Par Geoffrey Smith
Investing.com -- Jusqu'à quel point une action peut-elle monter simplement parce que la faillite a été évitée ?
La réponse à cette question varie en fonction de la personne à qui vous la posez, de l'action dont vous parlez et, dans le cas de certaines actions mèmes bien connues, de l'importance des ventes à découvert.
Le fleuron de l'industrie britannique Rolls-Royce (LON:RR) a effectivement évité la faillite l'année dernière, grâce à une recapitalisation massive comprenant de nouveaux emprunts et des capitaux propres. Elle prévoit de revenir à une position de trésorerie nette en vendant des actifs au cours de l'année prochaine.
Mais l'action stagne toujours. À 116 pence, même après une nouvelle hausse de 2,7 % à la suite de la publication de ses résultats annuels jeudi, elle a perdu plus de 50 % de son niveau de début février de l'année dernière.
Cela semble étrange, compte tenu du récit dominant de réouverture économique et de reprise mondiale, et ne peut s'expliquer uniquement par la dilution effectuée par l'émission de droits de l'année dernière. Un quart de l'activité de l'entreprise provient du secteur de la défense, qui n'a pas vraiment été touché par la pandémie et dont les perspectives sont tout à fait positives (l'entreprise voit 7 milliards de dollars de revenus possibles rien qu'avec les nouveaux projets américains).
Plus de la moitié de l'activité, cependant, est constituée par ses opérations d'aviation civile, où elle gagne la plupart de son argent sur la maintenance et la réparation de ses moteurs d'avion. Ces paiements dépendent à leur tour du nombre de vols effectués par les avions qui en sont équipés.

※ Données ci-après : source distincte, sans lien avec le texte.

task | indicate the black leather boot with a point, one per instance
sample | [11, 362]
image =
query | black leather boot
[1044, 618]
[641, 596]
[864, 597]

La mauvaise nouvelle ici est que le marché du voyage international n'est toujours pas confiant dans un réel rebond en 2021. Lufthansa (DE:LHAG), un gros client, a revu à la baisse ses prévisions de capacité de vol pour l'année lors de la publication de ses résultats la semaine dernière.
En Europe en particulier, les derniers chiffres de l'infection par le Covid-19 suggèrent que de nouvelles variantes plus infectieuses du virus se propagent rapidement, profitant des lacunes lamentables de l'approvisionnement en vaccins de l'UE et des programmes de distribution de ses États membres.
Il était donc ostensible que Rolls Royce (LON:RR) s'en tienne à ses prévisions précédentes jeudi en disant qu'elle s'attend à ce que les heures de vol des gros moteurs atteignent 55 % des niveaux de 2019 cette année, contre 43 % l'an dernier, avec une accélération au second semestre 2021. Pour 2022, elle s'attend à ce que cette métrique passe à 80 %, un niveau qui - s'il est maintenu - générera un flux de trésorerie disponible de 750 millions de livres (1,05 milliard de dollars) par an.
"Le pire est maintenant bien derrière nous", a déclaré le PDG Trevor East lors d'une conférence téléphonique avec les analystes jeudi, ce qui semble être une affirmation assez juste. Mais l'activité de Rolls dans l'aviation civile est exposée de manière disproportionnée aux avions gros porteurs qui empruntent les routes long-courriers, dont la reprise sera plus lente que celle du segment court-courrier. Rolls elle-même a déclaré qu'elle s'attendait à ce que les nouvelles livraisons - la source des futurs contrats de maintenance - restent aux niveaux déprimés actuels "pour les prochaines années".
Avec 9 milliards de livres de liquidités disponibles, le pire scénario devrait facilement être évité maintenant. Mais tout nouveau retard dans la reprise l'obligera à puiser davantage dans ces facilités de crédit et à s'assurer que ses futurs rendements reviennent davantage aux détenteurs d'obligations qu'aux actionnaires. L'action reste bon marché à raison.